Ob es bei der Eindämmung der Krankheit hilft, an Flughäfen die Temperatur von ankommenden Passagieren aus der betroffenen Region zu messen, ist umstritten. Forscher an der Universität von Perth in Australien kamen in einer Studie 2015 zu dem Schluss, dass solche Maßnahmen nicht effizient waren. Sinnvoll seien sogenannte Exit Screenings in Gebieten, die von einer Erkrankungswelle besonders betroffen sind, hieß es beim Robert Koch-Institut (RKI) in Berlin. Wuhan hat entsprechende Kontrollen bei der Ausreise bereits eingeführt.
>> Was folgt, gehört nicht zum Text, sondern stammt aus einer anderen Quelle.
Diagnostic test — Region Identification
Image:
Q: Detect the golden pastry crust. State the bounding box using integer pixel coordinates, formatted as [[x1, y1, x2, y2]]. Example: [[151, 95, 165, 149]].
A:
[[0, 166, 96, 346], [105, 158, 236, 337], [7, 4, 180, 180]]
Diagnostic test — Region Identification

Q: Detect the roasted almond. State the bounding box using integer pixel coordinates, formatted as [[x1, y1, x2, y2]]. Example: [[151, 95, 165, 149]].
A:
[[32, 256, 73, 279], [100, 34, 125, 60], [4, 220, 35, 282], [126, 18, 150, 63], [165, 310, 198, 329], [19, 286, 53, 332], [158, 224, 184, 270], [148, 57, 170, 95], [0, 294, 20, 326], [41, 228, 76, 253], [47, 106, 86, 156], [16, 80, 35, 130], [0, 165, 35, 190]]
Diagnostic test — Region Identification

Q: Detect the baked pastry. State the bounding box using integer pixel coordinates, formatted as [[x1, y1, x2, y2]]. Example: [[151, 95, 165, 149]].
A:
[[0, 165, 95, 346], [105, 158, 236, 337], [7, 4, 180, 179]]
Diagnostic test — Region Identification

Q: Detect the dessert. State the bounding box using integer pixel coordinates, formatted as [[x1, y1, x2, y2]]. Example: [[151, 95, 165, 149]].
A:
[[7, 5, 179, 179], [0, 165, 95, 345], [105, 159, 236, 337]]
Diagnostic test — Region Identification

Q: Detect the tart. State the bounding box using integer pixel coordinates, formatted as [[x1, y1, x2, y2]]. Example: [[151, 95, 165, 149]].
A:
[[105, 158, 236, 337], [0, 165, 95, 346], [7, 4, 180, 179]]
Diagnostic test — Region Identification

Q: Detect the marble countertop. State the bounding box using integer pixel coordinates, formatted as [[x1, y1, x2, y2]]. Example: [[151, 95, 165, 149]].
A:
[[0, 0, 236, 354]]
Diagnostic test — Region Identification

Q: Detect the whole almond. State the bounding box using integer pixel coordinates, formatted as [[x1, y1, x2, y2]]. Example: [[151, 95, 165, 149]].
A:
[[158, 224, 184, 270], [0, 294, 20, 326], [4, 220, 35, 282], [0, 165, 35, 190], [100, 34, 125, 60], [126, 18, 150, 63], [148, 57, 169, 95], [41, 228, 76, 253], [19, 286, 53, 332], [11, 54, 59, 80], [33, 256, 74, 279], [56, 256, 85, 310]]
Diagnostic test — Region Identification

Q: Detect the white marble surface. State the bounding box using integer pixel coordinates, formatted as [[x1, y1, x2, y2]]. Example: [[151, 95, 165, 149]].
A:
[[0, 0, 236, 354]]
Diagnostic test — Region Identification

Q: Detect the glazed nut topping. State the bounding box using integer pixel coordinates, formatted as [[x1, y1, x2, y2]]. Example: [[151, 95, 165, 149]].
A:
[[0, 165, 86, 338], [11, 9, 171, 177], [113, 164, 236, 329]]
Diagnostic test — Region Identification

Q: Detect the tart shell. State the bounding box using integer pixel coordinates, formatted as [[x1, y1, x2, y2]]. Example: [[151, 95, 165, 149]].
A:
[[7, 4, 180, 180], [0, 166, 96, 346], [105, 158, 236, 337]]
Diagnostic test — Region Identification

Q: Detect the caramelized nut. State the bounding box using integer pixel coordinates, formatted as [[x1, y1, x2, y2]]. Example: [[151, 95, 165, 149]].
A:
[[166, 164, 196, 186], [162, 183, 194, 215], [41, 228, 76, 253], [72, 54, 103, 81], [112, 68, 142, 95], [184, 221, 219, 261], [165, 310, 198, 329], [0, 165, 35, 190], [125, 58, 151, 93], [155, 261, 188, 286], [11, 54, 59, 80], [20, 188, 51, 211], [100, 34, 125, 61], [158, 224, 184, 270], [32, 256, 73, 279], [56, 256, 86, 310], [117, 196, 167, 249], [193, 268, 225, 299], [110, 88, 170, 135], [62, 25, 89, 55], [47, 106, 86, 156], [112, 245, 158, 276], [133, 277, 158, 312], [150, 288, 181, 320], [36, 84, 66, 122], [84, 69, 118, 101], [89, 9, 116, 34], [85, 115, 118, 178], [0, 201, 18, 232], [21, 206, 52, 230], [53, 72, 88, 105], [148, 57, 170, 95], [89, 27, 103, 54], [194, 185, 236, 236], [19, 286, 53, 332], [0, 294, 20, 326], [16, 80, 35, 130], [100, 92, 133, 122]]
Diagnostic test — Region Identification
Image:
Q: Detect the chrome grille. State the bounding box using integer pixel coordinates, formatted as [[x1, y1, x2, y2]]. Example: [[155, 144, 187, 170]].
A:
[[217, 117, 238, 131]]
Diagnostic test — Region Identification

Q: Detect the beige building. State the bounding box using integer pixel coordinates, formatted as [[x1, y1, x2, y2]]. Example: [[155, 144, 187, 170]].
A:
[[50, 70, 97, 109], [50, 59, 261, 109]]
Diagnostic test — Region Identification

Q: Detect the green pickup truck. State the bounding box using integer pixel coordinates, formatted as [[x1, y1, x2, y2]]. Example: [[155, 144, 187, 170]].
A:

Es wird vermutet, dass die Quelle des neuartigen Coronavirus ein Wildtier auf einem Fischmarkt in der chinesischen Stadt Wuhan war. Es wurde nach Expertenmeinung zunächst vom Tier zum Menschen übertragen, bevor das Virus sich an seinen neuen Wirt anpasste und es zu Übertragungen zwischen Menschen kam. Mit der Reisewelle zum chinesischen Neujahrsfest am kommenden Samstag wächst die Gefahr einer Ausbreitung der Viruskrankheit. Bei der größten jährlichen Reisewelle des Landes sind einige Hundert Millionen Chinesen unterwegs.